Valonia ventricosa, or “bubble algae,” is the largest single-celled organism on Earth. It’s three-to-four orders-of-magnitude larger than most “normal” microbes. (Yes, the green ball in the image is a single cell.)
More than 95% of the cell’s volume is taken up by a vacuole. This vacuole is not like cytoplasm; it’s acidic and packed with ions. It’s also filled with big sugar chains, which the cell uses to repair damage on its cell extremities. Each cell has dozens or hundreds of nuclei, pressed tightly against the walls.
One cool thing about sea grapes is that (because they are so huge, and visible to the naked eye) you can directly inject them with chemicals. I gave a $1,000 microgrant (courtesy of Astera Institute) to a team of six working on scaling up Valonia cells as “living bioreactors.” They are based out of Splat Space, a community lab in Durham, North Carolina.
Today, when scientists want to “design” a new metabolic pathway, they often use E. coli. The microbes are engineered to express each gene in the pathway, and then these genes are swapped and replaced until the metabolic network starts working. This takes a lot of work and usually requires months of genetic engineering. But with Valonia, what if we could instead test out metabolic pathways by injecting molecules straight into their vacuole? Perhaps sea grapes could become a sort of self-replicating, cell-free system for prototyping ideas.
That’s the SPLAT team’s idea. I think it’s really cool, even though I’m skeptical that Valonia will become a model organism anytime soon. Nobody has ever engineered these cells, for a few reasons:
- They have hundreds of nuclei, each sharing a common cytoplasm pool extending as a thin layer around the whole cell. (Perhaps an extrachromosal plasmid would work?)
- Their cell walls are thick, so electroporation is unlikely to work.
- Nobody knows their genome sequence!
- Even if you get DNA inside, you need to make sure that DNA matches the cells’ abnormal genetic code. After millions of years of evolution, Valonia has reassigned its TAG and TAA stop codons to glutamine.
There are also issues with injecting chemicals into the vacuole. The vacuole is not like cytoplasm; it is acidic and packed with molecules that would likely interfere with proteins. So you’d need to find some way to engineer the vacuole environment, and maintain that environment, before you turn Valonia into a prototyping platform. Not an easy problem to solve!
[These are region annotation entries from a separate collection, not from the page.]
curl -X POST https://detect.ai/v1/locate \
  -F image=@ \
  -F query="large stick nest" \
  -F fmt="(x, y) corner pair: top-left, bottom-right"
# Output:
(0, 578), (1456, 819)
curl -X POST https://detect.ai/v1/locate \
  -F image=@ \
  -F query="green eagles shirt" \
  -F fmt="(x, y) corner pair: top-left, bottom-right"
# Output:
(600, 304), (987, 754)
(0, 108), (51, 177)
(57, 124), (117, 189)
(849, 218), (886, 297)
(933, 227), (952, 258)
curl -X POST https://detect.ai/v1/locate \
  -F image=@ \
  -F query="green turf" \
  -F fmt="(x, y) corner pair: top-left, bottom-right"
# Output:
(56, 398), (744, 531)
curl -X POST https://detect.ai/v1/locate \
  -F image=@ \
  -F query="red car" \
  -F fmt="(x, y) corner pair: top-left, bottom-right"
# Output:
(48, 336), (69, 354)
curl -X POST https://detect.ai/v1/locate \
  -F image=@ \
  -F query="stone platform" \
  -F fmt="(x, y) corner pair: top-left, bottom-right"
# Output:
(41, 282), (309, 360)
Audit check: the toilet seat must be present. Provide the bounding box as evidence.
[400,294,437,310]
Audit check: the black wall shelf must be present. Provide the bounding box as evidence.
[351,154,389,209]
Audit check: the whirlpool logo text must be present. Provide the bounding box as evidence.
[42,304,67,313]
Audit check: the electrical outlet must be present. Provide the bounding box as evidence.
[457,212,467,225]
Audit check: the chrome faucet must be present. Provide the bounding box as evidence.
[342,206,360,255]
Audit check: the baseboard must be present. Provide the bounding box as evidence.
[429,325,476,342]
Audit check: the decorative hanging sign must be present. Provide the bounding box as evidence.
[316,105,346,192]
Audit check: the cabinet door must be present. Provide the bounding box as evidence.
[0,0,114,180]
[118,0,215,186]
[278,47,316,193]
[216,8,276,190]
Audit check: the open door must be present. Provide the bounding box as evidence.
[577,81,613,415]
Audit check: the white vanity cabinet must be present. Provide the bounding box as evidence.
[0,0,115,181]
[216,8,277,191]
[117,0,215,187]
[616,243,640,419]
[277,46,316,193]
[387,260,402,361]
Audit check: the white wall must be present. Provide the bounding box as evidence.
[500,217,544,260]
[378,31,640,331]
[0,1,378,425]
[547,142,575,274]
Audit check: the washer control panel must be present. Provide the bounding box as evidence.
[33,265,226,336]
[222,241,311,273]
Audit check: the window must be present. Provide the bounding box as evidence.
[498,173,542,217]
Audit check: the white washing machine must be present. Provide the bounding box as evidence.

If this idea did pan out, though, the Splat team told me that they could transform sea grapes in bulk (”potentially hundreds of thousands at once”) and then grow them to the size of cherries. It’d be a totally new way to prototype metabolic pathways and manufacture chemicals.
And despite the barriers, I’m surprised more people are not studying these organisms. At the very least, we should have better microscopy images and a complete genome sequence. So best of luck to the SPLAT team. I’m glad they are working on hard problems!